Hepatocellular liver injury is characterized by elevations in serum alanine (ALT) and aspartate (AST) aminotransferases while cholestasis is associated with elevated serum alkaline phosphatase (ALP) levels. When both sets of enzymes are elevated, distinguishing between the two patterns of liver disease can be difficult. The aim of this study was to document the predicted ranges of serum ALP values in patients with hepatocellular liver injury and ALT or AST values in patients with cholestasis.
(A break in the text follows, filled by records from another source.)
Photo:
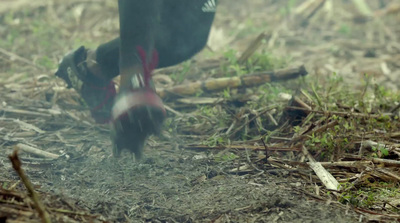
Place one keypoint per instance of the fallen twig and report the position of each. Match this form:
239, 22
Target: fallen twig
243, 147
326, 178
36, 151
16, 163
250, 80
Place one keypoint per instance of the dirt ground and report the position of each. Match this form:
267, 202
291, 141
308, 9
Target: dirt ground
173, 183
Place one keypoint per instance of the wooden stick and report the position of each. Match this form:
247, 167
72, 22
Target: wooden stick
23, 112
250, 80
252, 48
326, 178
36, 151
243, 147
16, 163
345, 114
Materials and methodsLiver enzyme levels were documented in adult patients with various types and degrees of hepatocellular (non-alcoholic fatty liver disease, hepatitis B and C, alcohol and autoimmune hepatitis) and cholestatic (primary biliary cholangitis and primary sclerosing cholangitis) disease.
ResultsIn 5167 hepatocellular disease patients with ALT (or AST) values that were normal, 1–5×, 5–10× or >10× elevated, median (95% CI) serum ALP levels were 0.64 (0.62–0.66), 0.72 (0.71–0.73), 0.80 (0.77–0.82) and 1.15 (1.0–1.22) fold elevated respectively. In 252 cholestatic patients with ALP values that were normal, 1–5× or >5× elevated, serum ALT (or AST) values were 1.13 (0.93–1.63), 2.47 (2.13–2.70) and 4.57 (3.27–5.63) fold elevated respectively. In 56 patients with concurrent diseases, ALP levels were beyond predicted values for their hepatitis in 38 (68%) and ALT (or AST) values beyond predicted values for their cholestatic disorder in 24 (43%).
ConclusionsThese data provide health care providers with predicted ranges of liver enzymes in patients with hepatocellular or cholestatic liver disease and may thereby help to identify patients with concurrent forms of liver disease.
Interpreting liver enzyme levels is an important component of the evaluation of patients with acute or chronic liver disease [1]. Typically, elevated serum alanine (ALT) and aspartate (AST) aminotransferase levels reflect the extent of hepatocellular injury while elevated serum alkaline phosphatase (ALP) and gamma-glutamyl transferase (GGT) levels, the extent of impaired bile flow or cholestasis [1]. However, the distinction between hepatocellular disease and cholestasis is not absolute in that the former patients often have elevated serum ALP and/or GGT levels and ALT and/or AST elevations are common in patients with cholestasis. These findings can result in uncertainty as to whether a patient has hepatocellular disease with a significant cholestatic component, cholestasis with a significant hepatocellular disease component or two distinct disorders (concurrent hepatocellular and cholestatic liver diseases).
Despite the clinical value of interpreting relative differences in serum ALT, AST, ALP and GGT levels there have been no reports to date, specifically describing the extent of ALP and GGT elevations in hepatocellular disease patients or ALT and AST elevations in cholestatic disease patients.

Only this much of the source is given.